It was a day full of extraordinary collections but I think
Mary Katrantzou, one of my favourite designers, stands out from the rest today. Notorious for her eye-catching digital prints it is shocking to see not a single one playing a part in this collection; an array of stunning embroideries stood in their stead. Mary is beginning to diversify her techniques used which is really exciting to see.
The collection focused on symbols - varying from mens room logos to scouts badges to heraldic crests (heritage tailoring and silhouettes are big for F/W 2014) - arranged symmetrically in some cases, and collaged in others. This collection is unlike any I have ever seen before, the concept of symbols is truly original.
A trend running through LFW is of masculinity, and as a result the designers are pulling out beautifully tailored suits and skirt-suit combinations.
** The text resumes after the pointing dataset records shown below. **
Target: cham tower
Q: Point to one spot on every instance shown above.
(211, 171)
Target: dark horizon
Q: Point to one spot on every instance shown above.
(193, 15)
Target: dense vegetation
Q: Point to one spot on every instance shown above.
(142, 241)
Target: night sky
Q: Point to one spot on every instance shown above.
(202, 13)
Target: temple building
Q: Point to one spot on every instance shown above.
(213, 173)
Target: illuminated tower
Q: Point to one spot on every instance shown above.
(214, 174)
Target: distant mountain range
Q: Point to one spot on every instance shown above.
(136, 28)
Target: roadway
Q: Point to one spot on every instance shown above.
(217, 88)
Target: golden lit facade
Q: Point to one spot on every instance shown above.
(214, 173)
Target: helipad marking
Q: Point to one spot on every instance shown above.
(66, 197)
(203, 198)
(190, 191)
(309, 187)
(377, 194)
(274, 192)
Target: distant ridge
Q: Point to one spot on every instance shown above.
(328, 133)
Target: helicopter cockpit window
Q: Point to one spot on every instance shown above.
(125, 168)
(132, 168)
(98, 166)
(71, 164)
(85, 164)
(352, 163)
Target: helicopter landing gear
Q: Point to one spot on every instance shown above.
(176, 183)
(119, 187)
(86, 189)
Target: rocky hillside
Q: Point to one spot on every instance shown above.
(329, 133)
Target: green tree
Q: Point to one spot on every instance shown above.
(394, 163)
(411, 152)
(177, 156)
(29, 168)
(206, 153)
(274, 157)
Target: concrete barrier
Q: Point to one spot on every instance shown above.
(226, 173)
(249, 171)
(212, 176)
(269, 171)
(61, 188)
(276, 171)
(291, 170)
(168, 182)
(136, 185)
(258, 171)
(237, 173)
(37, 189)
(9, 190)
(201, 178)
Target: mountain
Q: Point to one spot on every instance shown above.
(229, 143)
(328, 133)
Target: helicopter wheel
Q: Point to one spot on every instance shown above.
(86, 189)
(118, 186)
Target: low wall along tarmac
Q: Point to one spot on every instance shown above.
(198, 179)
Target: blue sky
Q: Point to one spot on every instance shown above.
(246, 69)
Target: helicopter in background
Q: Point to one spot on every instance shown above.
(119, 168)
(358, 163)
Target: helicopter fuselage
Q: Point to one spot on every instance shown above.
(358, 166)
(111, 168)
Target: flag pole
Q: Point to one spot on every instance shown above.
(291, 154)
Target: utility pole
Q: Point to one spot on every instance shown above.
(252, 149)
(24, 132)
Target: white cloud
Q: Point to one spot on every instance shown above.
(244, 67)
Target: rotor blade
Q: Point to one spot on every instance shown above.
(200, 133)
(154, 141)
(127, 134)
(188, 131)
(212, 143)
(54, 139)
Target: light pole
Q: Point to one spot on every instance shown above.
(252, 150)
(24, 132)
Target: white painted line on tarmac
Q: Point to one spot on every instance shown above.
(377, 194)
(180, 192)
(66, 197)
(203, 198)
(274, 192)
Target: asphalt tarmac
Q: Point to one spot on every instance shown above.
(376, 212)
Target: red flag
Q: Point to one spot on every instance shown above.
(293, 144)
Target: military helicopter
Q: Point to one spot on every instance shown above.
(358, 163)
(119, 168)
Mary Katrantzou's unique prints give her masculine tailoring a certain
oomph to aid in the representation of the powerful female she dresses in this collection.
Yet my favourite feature of this collection that hasnt popped up much in the others shown so far this London Fashion Week, is asymmetry - an aesthetically pleasing feature often using pleating in Katrantzou's A/W collection.
Katrantzou closed the show with some beautiful symmetrically embroidered drop-waist dresses.
Model Kirsten Owens opened and closed the show. Her career rivals Kate Moss in its longevity and success. What a collection! (And what a stunning backless dress!)